Hello, We are collaborating on a project (we met at your workshops), and have some basic questions on GMM. We have BMI measurements at 10 unequal time points (ages 13, 14, 15, 16, 21, 27, 29, 32, 36, 42). Our end goal is to examine different growth trajectories of BMI using GMM. We decided to start with LGM. Is this correct? Here are our steps so far: 1. Basic LGM resulted in poor fit I S | bmi1@0 bmi2@1 bmi3@2 bmi4@3 bmi5@8 bmi6@14 bmi7@16 bmi8@19 bmi9@23 bmi10@29; 2. We freed various slope parameters to estimate, and still had poor fit 3. We decided to try a 3-part piecewise LGM model, and this was a good fit I1 S1 | bmi1@0 bmi2@1 bmi3@2 bmi4@3; I2 S2 | bmi5@8 bmi6@14 bmi7@16; I3 S3 | bmi8@19 bmi9@23 bmi10@29; We have significant amount of variance for the slopes and intercepts, so we assume that GMM may be justified. Is that correct? Thank you, Trynke Hoekstra and Celestina Barbosa-Leiker.

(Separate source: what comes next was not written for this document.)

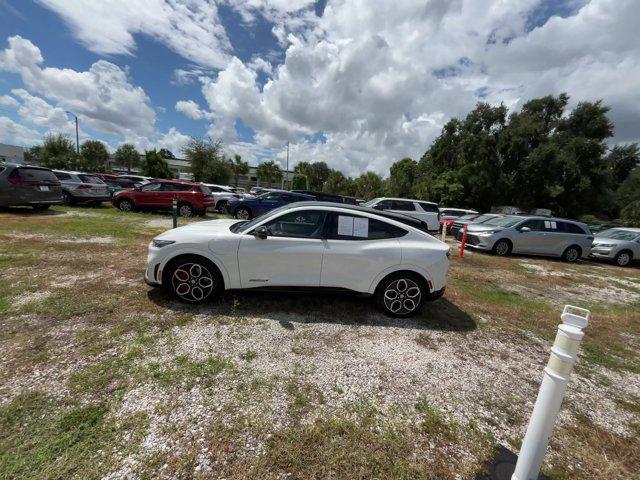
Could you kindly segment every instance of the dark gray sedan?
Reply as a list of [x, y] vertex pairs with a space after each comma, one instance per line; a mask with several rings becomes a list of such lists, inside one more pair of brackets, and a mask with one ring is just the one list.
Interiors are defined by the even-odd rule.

You do not have your piecewise growth model specified correctly. You should have only one intercept growth factor and the time scores should be specified for all outcomes with the time scores for each piece reflecting the part of the model that piece represents. See Example 6.11.
Significant variance for the growth factors is a necessary but not sufficient condition for GMM. The variance does not however imply unobserved heterogeneity.